Cell and Developmental Biology Programme, Centre for Genomic Regulation (CRG), Carrer del doctor Aiguader 88, 08003 Barcelona, Spain. Universitat Pompeu Fabra, Carrer del doctor Aiguader 88, 08003 Barcelona, Spain.
Electron Microscopy Core Facility, European Molecular Biology Laboratory, 69117 Heidelberg, Germany.
Science. 2014 Nov 7;346(6210):751-5. doi: 10.1126/science.1255638. Epub 2014 Sep 18.
Misfolded proteins in the endoplasmic reticulum (ER) are eliminated by a quality control system called ER-associated protein degradation (ERAD). However, it is unknown how misfolded proteins in the inner nuclear membrane (INM), a specialized ER subdomain, are degraded. We used a quantitative proteomics approach to reveal an ERAD branch required for INM protein quality control in yeast. This branch involved the integral membrane proteins Asi1, Asi2, and Asi3, which assembled into an Asi complex. Besides INM misfolded proteins, the Asi complex promoted the degradation of functional regulators of sterol biosynthesis. Asi-mediated ERAD was required for ER homeostasis, which suggests that spatial segregation of protein quality control systems contributes to ER function.

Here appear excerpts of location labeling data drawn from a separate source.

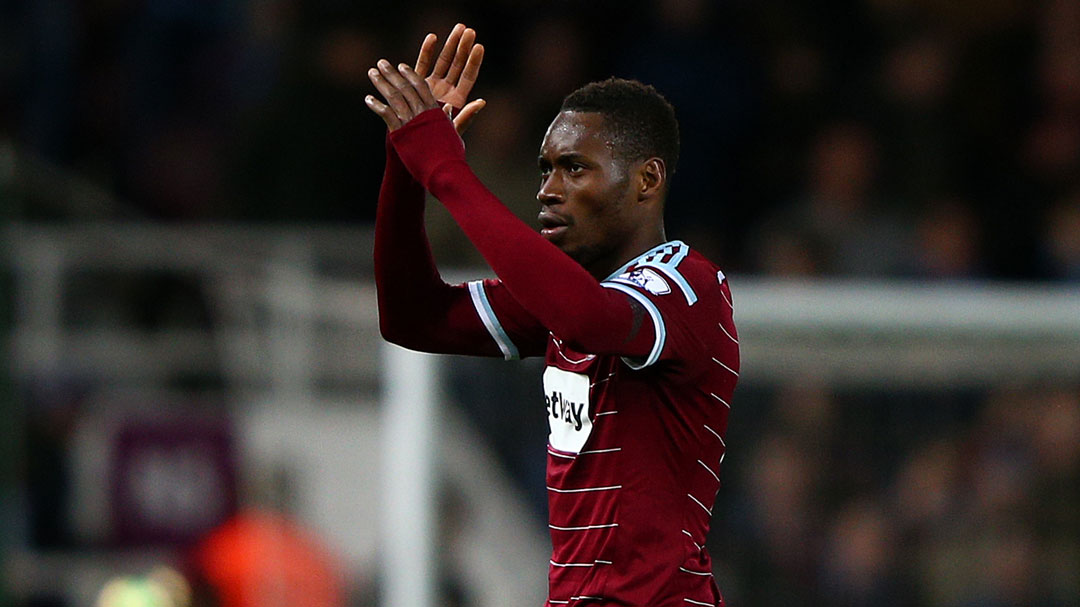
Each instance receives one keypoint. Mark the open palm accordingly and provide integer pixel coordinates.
(455, 71)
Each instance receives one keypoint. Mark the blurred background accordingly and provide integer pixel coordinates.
(196, 401)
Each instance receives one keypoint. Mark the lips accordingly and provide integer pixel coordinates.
(551, 225)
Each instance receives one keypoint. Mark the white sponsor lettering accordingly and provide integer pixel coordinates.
(566, 395)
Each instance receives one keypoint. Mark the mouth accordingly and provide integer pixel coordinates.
(551, 225)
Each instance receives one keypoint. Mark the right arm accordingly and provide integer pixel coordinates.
(419, 311)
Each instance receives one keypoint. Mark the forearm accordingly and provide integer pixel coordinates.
(417, 309)
(548, 283)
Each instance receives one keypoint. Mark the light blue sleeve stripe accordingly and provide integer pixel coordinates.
(658, 324)
(490, 321)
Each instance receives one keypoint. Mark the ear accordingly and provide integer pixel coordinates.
(652, 177)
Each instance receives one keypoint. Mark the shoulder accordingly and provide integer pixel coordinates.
(671, 268)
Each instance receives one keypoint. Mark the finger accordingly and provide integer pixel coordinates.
(472, 70)
(419, 84)
(403, 86)
(468, 113)
(391, 94)
(464, 45)
(383, 111)
(449, 50)
(427, 53)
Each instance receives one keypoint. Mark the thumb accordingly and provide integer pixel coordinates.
(468, 113)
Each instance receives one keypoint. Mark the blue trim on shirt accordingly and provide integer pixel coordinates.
(490, 321)
(658, 324)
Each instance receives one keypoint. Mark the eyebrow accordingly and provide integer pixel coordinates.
(565, 158)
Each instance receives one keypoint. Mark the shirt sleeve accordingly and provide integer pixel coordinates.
(515, 332)
(417, 309)
(545, 282)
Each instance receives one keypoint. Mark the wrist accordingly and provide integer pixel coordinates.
(426, 142)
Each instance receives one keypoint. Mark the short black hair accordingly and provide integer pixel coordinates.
(640, 120)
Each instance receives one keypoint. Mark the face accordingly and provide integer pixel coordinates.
(586, 196)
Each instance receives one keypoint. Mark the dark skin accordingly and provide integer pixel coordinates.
(597, 207)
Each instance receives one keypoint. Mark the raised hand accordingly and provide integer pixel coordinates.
(449, 79)
(406, 94)
(455, 71)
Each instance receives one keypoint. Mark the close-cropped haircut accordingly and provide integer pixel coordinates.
(638, 118)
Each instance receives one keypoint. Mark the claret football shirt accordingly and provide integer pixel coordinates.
(635, 446)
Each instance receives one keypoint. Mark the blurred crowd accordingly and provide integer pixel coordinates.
(942, 499)
(853, 137)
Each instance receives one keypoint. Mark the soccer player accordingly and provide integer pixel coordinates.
(636, 331)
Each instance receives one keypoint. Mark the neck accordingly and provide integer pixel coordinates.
(640, 242)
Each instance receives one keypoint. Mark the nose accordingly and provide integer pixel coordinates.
(551, 189)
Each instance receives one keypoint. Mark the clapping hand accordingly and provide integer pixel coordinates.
(407, 93)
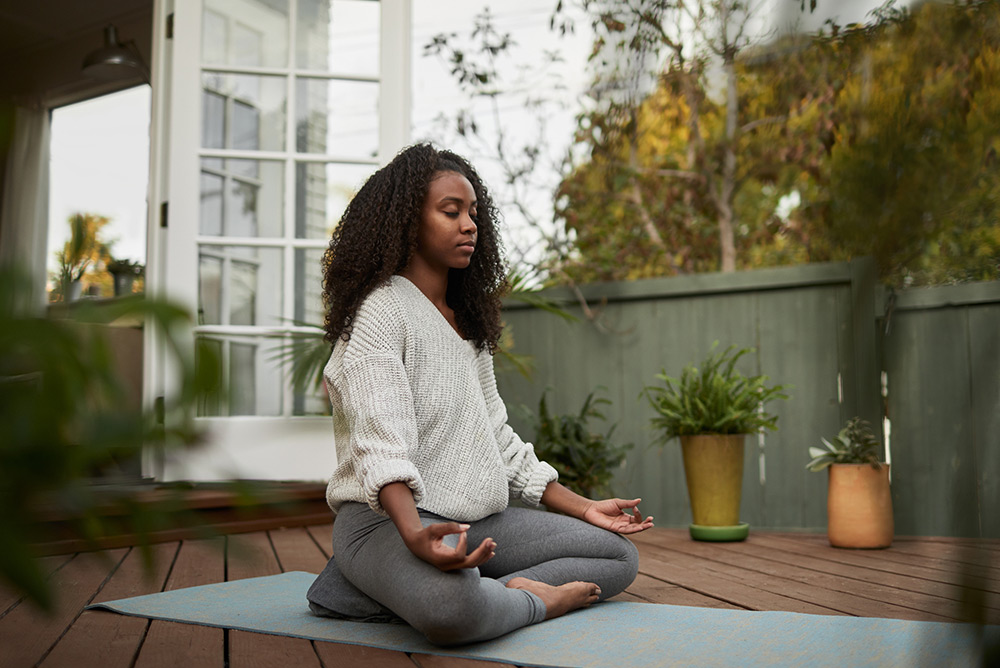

内质网(ER)中的错误折叠蛋白通过一种称为 ER 相关蛋白降解(ERAD)的质量控制系统被清除。然而,内质网中内核膜(INM)内的错误折叠蛋白是如何被降解的,目前还不清楚。我们使用一种定量蛋白质组学方法来揭示酵母中用于 INM 蛋白质质量控制的 ERAD 分支。这个分支涉及到整合膜蛋白 Asi1、Asi2 和 Asi3,它们组装成 Asi 复合物。除了 INM 错误折叠的蛋白质,Asi 复合物还促进固醇生物合成的功能调节剂的降解。Asi 介导的 ERAD 对于 ER 稳态是必需的,这表明蛋白质质量控制系统的空间隔离有助于 ER 功能。